Sunday, November 06, 2011

Nut Up or Shut Up Brown Ale

I started brewing my next batch last night.  Ingredients are as follows:

  • 3.3 # liquid unhopped amber extract
  • 1.5 # amber DME
  • 1.0 # corn sugar
  • 0.5 # crystal malt
  • 0.5 # black patent malt
  • 0.5 # chocolate malt
  • 1.0 oz Cascade leaf hops, boiling
  • 1.0 oz Warrior pellet hops, boiling
  • 1.0 oz Saaz pellet hops, boiling
  • harvest spices (nutmeg, cinnamon, mace)
  • White Labs London Ale Yeast WLP013
I started the boil with cold water and the grains (crystal, black pat, and chocolate) floating around.  I set out my liquid yeast to warm up to room temp like the instructions and the brewdude at MOKHB instructed.  I will admit to some concern about using liquid yeast for the first time.  Close to boiling, I began to remove the grains.  It did take a long time because my wire strainer is small, and my larger strainer is silicone and not really ideal--holes are too big.  I finally got most all the grains out.  Man, this wort is darker than I expected.  Sparging, mainly due to the less than ideal strainers was slow and tricky.  Kat was again, a huge help.  I think there ended up being quite a bit of grain and hop pellet sludge.

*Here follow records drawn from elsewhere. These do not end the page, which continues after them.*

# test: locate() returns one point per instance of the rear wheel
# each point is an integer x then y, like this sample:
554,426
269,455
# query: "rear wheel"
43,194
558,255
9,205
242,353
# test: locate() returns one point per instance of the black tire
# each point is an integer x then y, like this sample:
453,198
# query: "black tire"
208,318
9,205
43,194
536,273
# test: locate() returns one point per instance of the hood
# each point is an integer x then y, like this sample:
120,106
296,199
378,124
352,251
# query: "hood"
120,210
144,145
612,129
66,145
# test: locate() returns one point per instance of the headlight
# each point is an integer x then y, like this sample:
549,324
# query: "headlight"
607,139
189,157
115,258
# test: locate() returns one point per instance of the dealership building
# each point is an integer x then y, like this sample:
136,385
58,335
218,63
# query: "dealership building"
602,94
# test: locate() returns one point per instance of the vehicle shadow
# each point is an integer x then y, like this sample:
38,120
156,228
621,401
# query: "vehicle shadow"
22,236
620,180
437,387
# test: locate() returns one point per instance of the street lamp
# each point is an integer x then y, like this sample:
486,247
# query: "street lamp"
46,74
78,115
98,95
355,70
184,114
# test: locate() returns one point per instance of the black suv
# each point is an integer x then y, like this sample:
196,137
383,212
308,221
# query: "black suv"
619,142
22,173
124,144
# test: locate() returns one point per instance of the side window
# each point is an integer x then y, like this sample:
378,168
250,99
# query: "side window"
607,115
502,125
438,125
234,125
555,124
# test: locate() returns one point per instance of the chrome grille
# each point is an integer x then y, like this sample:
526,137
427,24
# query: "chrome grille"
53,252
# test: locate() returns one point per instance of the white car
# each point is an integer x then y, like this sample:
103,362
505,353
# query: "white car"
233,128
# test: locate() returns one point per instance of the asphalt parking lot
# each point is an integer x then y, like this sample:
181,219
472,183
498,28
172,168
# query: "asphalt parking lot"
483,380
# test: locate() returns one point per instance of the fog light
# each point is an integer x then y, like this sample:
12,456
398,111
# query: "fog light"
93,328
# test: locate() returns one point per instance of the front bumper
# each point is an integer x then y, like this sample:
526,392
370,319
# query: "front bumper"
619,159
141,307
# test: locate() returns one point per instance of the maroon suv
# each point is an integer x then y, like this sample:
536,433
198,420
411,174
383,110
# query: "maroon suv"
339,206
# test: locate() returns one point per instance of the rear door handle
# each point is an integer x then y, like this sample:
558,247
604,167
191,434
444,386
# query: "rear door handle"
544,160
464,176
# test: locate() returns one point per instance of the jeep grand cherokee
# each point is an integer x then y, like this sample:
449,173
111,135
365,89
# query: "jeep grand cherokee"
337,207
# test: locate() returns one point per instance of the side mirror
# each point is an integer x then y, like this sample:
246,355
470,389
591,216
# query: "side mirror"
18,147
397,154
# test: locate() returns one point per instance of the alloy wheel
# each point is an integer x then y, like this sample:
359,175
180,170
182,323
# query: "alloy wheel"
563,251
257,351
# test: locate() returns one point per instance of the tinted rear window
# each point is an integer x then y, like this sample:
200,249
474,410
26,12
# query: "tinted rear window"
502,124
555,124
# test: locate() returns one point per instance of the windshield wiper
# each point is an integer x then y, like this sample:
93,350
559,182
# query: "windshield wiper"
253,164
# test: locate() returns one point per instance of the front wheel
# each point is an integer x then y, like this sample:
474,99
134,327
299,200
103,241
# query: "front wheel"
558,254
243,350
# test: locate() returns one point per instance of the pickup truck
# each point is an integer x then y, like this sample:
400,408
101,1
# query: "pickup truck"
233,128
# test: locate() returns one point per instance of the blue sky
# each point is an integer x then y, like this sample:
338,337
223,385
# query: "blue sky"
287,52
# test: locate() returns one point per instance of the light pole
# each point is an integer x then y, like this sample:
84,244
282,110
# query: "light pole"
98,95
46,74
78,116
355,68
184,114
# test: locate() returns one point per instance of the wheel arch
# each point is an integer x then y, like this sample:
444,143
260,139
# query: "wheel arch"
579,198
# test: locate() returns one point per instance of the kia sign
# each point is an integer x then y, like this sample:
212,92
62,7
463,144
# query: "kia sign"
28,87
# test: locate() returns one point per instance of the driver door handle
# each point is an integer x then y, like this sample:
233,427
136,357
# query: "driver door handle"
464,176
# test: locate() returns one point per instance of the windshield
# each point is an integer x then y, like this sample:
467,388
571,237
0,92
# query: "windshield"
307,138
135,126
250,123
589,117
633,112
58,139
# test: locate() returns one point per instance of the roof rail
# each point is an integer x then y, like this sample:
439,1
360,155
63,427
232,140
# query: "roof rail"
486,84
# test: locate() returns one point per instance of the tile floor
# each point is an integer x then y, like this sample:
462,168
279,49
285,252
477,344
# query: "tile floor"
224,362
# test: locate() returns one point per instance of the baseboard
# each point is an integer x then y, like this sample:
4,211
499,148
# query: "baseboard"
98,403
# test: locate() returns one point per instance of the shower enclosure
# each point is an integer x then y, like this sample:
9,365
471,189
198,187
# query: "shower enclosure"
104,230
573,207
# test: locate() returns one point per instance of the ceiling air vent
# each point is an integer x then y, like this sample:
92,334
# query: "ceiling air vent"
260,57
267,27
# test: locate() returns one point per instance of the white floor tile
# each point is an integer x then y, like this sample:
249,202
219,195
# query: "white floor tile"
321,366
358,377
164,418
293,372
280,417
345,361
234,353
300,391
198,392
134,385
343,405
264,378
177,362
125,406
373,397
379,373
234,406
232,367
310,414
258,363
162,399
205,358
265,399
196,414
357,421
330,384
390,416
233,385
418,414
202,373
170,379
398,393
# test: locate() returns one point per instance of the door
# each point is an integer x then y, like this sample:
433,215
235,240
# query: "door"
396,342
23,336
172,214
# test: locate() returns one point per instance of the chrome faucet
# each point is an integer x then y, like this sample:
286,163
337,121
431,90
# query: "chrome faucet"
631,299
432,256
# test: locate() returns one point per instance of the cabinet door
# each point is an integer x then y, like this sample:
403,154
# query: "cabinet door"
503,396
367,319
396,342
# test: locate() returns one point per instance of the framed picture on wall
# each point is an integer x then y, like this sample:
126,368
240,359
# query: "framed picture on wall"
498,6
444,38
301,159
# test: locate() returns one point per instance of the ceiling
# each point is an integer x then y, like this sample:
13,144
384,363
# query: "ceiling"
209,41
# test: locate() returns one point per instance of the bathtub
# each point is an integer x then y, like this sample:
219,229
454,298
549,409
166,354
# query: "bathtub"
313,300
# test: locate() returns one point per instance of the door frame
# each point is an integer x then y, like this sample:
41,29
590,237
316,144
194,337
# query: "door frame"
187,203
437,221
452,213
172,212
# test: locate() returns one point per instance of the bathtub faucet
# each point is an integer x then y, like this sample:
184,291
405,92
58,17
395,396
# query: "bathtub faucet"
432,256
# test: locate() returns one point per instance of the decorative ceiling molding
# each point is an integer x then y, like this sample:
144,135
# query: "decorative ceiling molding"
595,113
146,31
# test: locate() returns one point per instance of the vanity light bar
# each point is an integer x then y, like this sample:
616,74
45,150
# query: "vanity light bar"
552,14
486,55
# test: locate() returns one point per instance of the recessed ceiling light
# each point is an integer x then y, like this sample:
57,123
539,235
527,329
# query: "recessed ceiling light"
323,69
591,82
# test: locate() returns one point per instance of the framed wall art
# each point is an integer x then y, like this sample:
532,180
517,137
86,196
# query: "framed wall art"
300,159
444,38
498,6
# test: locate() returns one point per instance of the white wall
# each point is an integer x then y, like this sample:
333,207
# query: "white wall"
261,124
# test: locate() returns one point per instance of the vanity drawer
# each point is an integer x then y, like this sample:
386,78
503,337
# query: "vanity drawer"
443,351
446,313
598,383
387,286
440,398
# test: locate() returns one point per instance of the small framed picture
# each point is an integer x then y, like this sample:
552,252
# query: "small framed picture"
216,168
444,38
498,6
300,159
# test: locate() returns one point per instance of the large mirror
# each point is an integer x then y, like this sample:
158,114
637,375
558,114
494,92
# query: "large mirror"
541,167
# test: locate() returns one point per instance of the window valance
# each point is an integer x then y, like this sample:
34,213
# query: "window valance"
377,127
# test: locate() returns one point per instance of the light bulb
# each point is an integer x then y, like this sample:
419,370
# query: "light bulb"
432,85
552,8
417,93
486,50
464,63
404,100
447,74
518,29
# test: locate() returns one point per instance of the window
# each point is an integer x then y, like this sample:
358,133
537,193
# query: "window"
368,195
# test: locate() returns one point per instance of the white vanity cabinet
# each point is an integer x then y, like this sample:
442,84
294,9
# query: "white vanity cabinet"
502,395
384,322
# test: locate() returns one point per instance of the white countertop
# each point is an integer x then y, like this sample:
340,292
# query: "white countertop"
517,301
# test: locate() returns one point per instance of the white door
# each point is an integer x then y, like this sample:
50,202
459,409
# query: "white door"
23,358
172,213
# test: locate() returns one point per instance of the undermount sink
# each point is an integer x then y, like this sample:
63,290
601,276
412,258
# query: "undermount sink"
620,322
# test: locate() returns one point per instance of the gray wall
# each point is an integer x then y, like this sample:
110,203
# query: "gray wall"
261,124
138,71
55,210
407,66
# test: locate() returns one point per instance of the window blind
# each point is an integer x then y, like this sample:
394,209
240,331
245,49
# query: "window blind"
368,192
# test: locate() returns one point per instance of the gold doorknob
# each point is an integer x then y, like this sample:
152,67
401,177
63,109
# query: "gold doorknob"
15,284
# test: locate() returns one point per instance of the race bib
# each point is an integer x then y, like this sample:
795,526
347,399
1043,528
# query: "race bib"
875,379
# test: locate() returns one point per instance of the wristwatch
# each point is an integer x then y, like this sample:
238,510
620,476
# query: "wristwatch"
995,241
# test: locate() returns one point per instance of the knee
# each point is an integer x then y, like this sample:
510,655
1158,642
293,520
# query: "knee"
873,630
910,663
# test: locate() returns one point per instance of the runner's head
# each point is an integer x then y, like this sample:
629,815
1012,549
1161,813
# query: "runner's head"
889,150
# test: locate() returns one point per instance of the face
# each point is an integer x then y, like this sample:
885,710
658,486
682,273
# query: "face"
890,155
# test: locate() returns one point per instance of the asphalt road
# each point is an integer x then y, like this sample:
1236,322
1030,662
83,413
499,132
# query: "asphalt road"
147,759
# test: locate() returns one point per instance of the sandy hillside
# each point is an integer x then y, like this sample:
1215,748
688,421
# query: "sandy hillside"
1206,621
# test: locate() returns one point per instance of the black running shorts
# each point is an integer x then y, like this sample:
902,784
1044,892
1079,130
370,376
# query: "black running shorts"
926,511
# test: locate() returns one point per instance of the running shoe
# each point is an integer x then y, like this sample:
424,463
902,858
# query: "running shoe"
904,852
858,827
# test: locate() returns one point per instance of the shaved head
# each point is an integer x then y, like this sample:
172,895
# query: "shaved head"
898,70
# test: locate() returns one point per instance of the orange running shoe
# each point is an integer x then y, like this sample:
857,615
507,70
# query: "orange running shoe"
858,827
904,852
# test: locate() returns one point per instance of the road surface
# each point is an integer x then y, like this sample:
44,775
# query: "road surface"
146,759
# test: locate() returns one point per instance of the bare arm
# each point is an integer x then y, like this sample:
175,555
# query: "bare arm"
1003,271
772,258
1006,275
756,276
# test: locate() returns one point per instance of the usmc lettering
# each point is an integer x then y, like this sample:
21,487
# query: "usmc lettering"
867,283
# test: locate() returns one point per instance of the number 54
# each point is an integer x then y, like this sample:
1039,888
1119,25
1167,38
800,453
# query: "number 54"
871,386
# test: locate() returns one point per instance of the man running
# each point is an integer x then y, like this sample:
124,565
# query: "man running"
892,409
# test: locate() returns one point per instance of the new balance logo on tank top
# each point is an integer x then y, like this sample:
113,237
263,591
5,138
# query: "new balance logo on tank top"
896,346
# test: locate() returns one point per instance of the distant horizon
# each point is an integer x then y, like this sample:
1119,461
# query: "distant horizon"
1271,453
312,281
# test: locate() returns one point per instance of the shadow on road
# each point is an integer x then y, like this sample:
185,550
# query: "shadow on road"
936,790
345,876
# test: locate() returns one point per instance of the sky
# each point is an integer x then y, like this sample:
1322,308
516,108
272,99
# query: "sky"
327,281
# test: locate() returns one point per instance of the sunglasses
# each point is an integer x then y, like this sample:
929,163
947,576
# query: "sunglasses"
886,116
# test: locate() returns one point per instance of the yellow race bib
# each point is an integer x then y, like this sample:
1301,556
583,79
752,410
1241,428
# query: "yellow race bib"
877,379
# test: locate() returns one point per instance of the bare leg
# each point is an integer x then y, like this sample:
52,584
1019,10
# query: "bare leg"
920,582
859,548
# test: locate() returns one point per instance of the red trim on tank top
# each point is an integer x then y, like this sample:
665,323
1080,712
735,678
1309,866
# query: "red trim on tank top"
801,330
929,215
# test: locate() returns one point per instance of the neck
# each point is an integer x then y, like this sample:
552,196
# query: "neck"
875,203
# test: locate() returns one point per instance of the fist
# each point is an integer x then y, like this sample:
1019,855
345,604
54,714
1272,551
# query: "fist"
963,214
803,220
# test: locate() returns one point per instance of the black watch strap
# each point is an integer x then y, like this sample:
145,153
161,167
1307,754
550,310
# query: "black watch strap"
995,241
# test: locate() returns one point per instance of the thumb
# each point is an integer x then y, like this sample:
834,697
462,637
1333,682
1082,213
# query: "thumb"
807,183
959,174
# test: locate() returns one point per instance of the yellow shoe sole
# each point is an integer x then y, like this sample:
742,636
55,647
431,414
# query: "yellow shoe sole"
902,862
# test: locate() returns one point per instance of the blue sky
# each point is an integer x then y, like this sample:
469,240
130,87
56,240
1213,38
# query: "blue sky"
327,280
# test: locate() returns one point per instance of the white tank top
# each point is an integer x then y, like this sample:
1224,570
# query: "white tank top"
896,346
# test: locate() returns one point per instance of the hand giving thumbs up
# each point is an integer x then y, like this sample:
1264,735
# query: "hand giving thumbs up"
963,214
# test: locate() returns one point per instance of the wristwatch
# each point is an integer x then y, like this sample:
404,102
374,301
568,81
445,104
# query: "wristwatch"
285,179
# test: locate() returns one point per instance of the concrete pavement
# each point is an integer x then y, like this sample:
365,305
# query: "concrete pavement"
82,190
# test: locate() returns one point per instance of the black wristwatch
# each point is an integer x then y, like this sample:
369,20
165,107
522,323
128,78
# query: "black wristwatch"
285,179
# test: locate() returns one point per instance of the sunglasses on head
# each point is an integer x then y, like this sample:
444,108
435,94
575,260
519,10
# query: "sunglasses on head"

I'll rack it to a secondary so that it's not in contact with the wort for too long.  I capped the carboy and put it outside to cool.  Since it was after midnight I set the timer for three hours and took a nap.  At about 2 or 3am (depending on how you want to look at it since it was daylight savings time to set clocks back) which was about three hours setting outdoors, the temperature still read pretty warm (too warm to register) but it felt like it was cool to the touch.  Since body temp is 98.6 and it reads up to 70 degrees, I am assuming it was around 80 degrees.
Spent grains
hops boiling
   

I set the carboy in the kitchen and uncapped it.  I shook the White Labs liquid yeast one more time and poured it into the carboy.  Some got on the inside neck, so I capped it again and agitated it a little to make sure the yeast got down into the wort.  It did not look like a whole lot of yeast.  At about 9am I got up and checked on the beer.  Had this been dry yeast it probably would have been foaming all over the place.  It appeared dead to me.  At about 1pm, there are slow bubbles (one every 10 minutes?) so I believe either the yeast is starting to do it's job, or it's contaminated.